Im 19. Jahrhundert spielte die zeitgenössische Musik eine wichtige Rolle bei der Emanzipation und Selbstdefinition des Bürgertums. Die Gleichzeitigkeit von Musikschöpfung und Rezeption spiegelt sich in den prächtigen Opernhäusern und Konzerthallen, welche man in den Städten baute und in denen man sich nicht zuletzt in den Werken der zeitgenössischen Komponisten feierte. Exemplarisch hierfür ist die Art, wie die dritte Symphonie von Brahms aufgenommen wurde. Bei ihrer Uraufführung am 2. Dezember 1883 im wenige Jahre zuvor errichteten repräsentativen Musikvereinssaal in Wien war alles anwesend, was in Stadt und Land Rang und Namen hatte. Im Publikum versuchte der Wagner-Brucknerflügel gegen das neue Werk zu opponieren, wurde aber vom frenetischen Applaus der großen Mehrheit zum Schweigen gebracht. Unmittelbar im Anschluss an die Uraufführung ging Brahms mit dem neuen Werk auf eine Konzerttournee durch ganz Deutschland, bei der er begeistert gefeiert wurde. Bei der ersten Aufführung in Berlin musste der dritte Satz der Symphonie wiederholt werden. In Meiningen setzte Hans von Bülow das Werk an den Anfang und das Ende des gleichen Konzertes. Wenige Wochen nach der ersten Aufführung, am 11.1.1884, konnte Brahms an seinen Freund Heinrich von Herzogenberg bereits schreiben: „In acht Tagen denke ich Ihnen die leider zu berühmte F-Dur Symphonie für zwei Klaviere zu schicken. Dieser ihr jetzt anklebenden Eigenschaft wegen hätte ich Lust, meine Konzerte abzusagen“. Kurz darauf wurde das Werk schon von Liebhabervereinigungen gespielt.

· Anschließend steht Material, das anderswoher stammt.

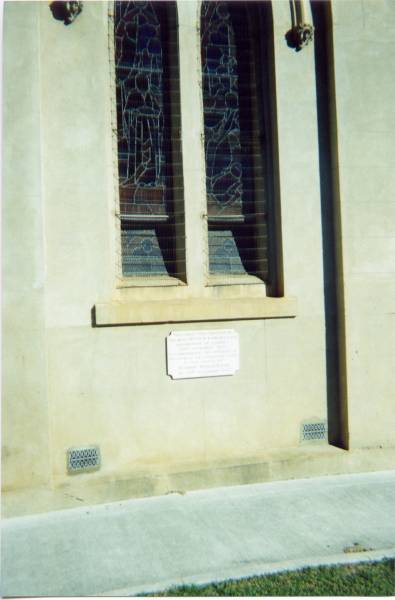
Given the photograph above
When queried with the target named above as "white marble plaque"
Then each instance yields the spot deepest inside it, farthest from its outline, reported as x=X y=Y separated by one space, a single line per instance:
x=207 y=353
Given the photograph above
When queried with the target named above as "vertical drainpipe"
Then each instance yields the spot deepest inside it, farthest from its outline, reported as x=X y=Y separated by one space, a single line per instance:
x=336 y=356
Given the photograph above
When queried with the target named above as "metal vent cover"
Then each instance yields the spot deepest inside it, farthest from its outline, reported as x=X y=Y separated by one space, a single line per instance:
x=313 y=431
x=86 y=458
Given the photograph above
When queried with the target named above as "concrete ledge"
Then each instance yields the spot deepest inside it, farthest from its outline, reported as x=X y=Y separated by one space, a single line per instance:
x=157 y=480
x=172 y=311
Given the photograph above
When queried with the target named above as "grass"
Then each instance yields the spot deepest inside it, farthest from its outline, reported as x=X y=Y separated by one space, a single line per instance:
x=364 y=579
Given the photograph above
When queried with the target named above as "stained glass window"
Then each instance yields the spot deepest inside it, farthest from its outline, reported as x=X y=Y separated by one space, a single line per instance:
x=150 y=192
x=233 y=139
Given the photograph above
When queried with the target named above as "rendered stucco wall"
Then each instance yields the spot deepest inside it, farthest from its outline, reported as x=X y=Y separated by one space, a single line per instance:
x=363 y=45
x=108 y=385
x=24 y=373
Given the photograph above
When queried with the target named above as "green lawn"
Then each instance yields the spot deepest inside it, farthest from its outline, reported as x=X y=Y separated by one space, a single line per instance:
x=366 y=579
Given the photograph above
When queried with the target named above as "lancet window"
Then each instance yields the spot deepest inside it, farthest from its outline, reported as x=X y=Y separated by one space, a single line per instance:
x=149 y=156
x=234 y=134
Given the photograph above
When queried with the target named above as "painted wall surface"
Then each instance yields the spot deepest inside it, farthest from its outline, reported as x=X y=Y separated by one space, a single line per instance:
x=67 y=383
x=363 y=38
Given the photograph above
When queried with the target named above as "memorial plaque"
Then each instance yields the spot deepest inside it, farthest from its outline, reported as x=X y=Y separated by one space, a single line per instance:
x=209 y=353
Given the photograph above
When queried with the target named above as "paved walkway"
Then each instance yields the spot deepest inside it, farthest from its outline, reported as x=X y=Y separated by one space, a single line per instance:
x=149 y=544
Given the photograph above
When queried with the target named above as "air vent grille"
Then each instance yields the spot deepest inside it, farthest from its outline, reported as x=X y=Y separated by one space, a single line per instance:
x=314 y=431
x=83 y=459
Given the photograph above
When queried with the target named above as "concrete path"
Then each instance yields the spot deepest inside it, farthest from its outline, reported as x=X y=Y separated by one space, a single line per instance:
x=149 y=544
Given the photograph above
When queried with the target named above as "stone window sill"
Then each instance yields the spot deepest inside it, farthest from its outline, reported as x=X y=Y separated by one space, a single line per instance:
x=192 y=309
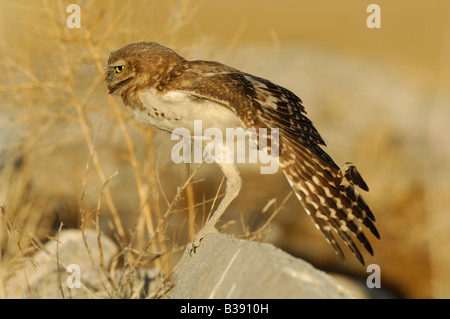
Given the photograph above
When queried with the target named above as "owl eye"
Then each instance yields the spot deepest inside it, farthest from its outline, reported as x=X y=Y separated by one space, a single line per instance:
x=119 y=68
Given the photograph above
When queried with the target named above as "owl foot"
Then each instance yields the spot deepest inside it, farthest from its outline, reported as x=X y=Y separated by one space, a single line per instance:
x=199 y=236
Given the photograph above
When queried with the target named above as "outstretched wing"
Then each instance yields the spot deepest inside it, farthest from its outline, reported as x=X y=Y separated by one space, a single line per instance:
x=313 y=175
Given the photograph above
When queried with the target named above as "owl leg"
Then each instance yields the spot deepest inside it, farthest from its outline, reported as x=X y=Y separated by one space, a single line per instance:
x=233 y=187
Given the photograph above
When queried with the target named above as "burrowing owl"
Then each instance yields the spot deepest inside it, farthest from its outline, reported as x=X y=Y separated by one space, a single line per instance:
x=168 y=92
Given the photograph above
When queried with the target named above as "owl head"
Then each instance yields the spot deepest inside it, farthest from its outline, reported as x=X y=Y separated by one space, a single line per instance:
x=139 y=65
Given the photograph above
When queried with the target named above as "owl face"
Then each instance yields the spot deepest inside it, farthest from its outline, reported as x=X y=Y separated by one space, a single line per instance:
x=118 y=74
x=138 y=65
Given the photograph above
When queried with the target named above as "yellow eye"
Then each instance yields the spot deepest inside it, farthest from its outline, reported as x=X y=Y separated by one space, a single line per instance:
x=119 y=68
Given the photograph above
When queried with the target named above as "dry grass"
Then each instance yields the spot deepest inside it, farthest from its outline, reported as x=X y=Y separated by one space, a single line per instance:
x=69 y=138
x=71 y=154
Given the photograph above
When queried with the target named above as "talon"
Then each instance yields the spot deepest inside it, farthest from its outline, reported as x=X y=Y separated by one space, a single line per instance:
x=198 y=238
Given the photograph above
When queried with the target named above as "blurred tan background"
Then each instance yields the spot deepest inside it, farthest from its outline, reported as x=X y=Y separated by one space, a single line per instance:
x=379 y=97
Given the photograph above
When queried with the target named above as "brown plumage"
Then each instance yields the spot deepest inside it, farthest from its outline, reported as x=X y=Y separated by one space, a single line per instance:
x=167 y=91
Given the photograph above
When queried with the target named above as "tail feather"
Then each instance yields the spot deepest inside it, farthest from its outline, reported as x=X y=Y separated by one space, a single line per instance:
x=332 y=205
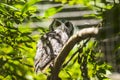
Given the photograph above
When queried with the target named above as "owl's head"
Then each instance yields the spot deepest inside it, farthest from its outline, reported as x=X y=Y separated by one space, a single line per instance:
x=62 y=25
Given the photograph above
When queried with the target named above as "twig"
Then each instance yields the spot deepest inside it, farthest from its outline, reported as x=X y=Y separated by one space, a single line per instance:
x=79 y=50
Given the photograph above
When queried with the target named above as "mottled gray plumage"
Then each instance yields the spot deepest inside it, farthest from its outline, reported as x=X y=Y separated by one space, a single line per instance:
x=50 y=44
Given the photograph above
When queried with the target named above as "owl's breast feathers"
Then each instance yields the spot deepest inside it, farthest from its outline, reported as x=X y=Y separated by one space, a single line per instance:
x=48 y=48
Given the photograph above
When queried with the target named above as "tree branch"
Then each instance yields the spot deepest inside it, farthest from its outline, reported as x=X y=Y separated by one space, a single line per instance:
x=79 y=36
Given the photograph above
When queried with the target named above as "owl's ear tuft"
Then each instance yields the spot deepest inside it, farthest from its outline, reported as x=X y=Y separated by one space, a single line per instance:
x=55 y=23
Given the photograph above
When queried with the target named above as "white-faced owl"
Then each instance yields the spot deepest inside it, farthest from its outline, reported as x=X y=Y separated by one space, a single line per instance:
x=50 y=44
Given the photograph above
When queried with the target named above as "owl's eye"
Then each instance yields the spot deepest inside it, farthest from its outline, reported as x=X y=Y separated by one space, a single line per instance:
x=68 y=24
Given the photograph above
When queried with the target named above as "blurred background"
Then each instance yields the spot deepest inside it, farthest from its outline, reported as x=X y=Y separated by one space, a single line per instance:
x=23 y=22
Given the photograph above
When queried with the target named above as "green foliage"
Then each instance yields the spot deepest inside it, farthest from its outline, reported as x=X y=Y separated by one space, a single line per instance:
x=86 y=64
x=17 y=45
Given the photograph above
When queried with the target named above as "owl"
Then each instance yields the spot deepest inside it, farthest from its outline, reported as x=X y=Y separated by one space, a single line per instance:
x=50 y=44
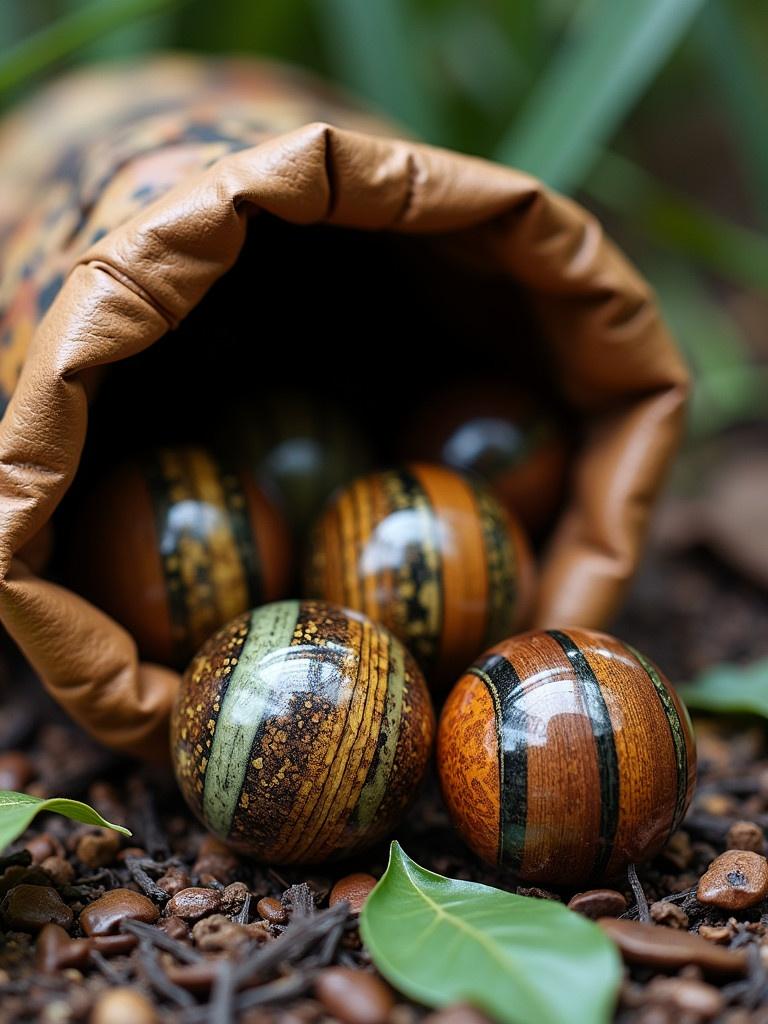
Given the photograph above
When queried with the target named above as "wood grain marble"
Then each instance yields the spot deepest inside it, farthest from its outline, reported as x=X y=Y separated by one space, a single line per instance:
x=431 y=555
x=565 y=755
x=301 y=732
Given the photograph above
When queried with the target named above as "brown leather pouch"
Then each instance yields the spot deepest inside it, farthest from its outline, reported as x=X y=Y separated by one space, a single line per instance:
x=126 y=193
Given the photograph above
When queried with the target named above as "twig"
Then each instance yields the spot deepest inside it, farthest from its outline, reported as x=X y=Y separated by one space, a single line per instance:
x=642 y=904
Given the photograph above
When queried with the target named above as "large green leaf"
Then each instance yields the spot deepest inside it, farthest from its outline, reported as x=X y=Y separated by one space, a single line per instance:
x=607 y=60
x=520 y=961
x=735 y=689
x=18 y=809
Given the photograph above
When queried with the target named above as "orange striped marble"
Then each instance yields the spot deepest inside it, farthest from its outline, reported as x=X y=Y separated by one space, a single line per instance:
x=565 y=755
x=429 y=554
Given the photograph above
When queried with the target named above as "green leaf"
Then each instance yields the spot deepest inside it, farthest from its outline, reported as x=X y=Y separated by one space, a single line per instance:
x=18 y=809
x=730 y=689
x=607 y=60
x=67 y=35
x=520 y=961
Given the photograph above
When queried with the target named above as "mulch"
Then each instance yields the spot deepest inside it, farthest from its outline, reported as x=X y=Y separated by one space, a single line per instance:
x=686 y=610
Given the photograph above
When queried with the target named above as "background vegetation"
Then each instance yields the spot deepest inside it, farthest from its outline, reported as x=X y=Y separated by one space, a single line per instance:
x=652 y=112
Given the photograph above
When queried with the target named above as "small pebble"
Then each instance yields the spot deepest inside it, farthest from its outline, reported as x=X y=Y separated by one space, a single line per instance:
x=598 y=903
x=352 y=889
x=98 y=849
x=669 y=948
x=58 y=869
x=105 y=914
x=353 y=996
x=670 y=914
x=28 y=908
x=194 y=903
x=15 y=770
x=174 y=880
x=702 y=1001
x=271 y=910
x=734 y=881
x=54 y=949
x=745 y=836
x=43 y=846
x=175 y=928
x=123 y=1006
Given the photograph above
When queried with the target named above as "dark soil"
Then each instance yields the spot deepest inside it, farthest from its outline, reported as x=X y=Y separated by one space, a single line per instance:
x=685 y=610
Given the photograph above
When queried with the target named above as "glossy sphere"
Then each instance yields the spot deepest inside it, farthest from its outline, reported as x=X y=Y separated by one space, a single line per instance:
x=301 y=732
x=498 y=433
x=565 y=755
x=173 y=546
x=430 y=555
x=299 y=449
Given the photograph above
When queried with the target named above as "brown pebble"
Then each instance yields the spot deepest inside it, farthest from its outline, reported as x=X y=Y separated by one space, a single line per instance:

Heute können Komponisten von Musik, die einen vergleichbaren Anspruch erhebt wie die Musik von Händel oder Brahms, nur noch davon träumen, dass ihre Werke Gegenstand hoher Politik oder Uraufführungen gesellschaftliche Ereignisse wären. Bei Konzerten müssen sie eher damit rechnen, dass die Kritiker die Befürworter zum Schweigen bringen als umgekehrt. Triumphale Konzertourneen, bei denen neue Werke oder Teile davon wiederholt werden (müssen), finden nicht mehr statt und an Auszügen für Klavier zu vier Händen besteht meist schon mangels Spielbarkeit der Stücke kein Bedarf. Dass der Komponist seines Erfolges überdrüssig würde und neue Werke von Liebhabern aufgeführt werden, dürfte die große Ausnahme sein. Zeitgenössische Musik wird nicht selten nur ein einziges Mal aufgeführt. Viele Werke können sich nicht einmal dieser Aufmerksamkeit erfreuen. Karl Heinz Stockhausen, ein exponierter Protagonist der neuen Musik, klagt darüber, dass in seiner Schublade zwanzig größere Orchesterwerke aus seiner „Feder“ liegen, die keiner spielen will.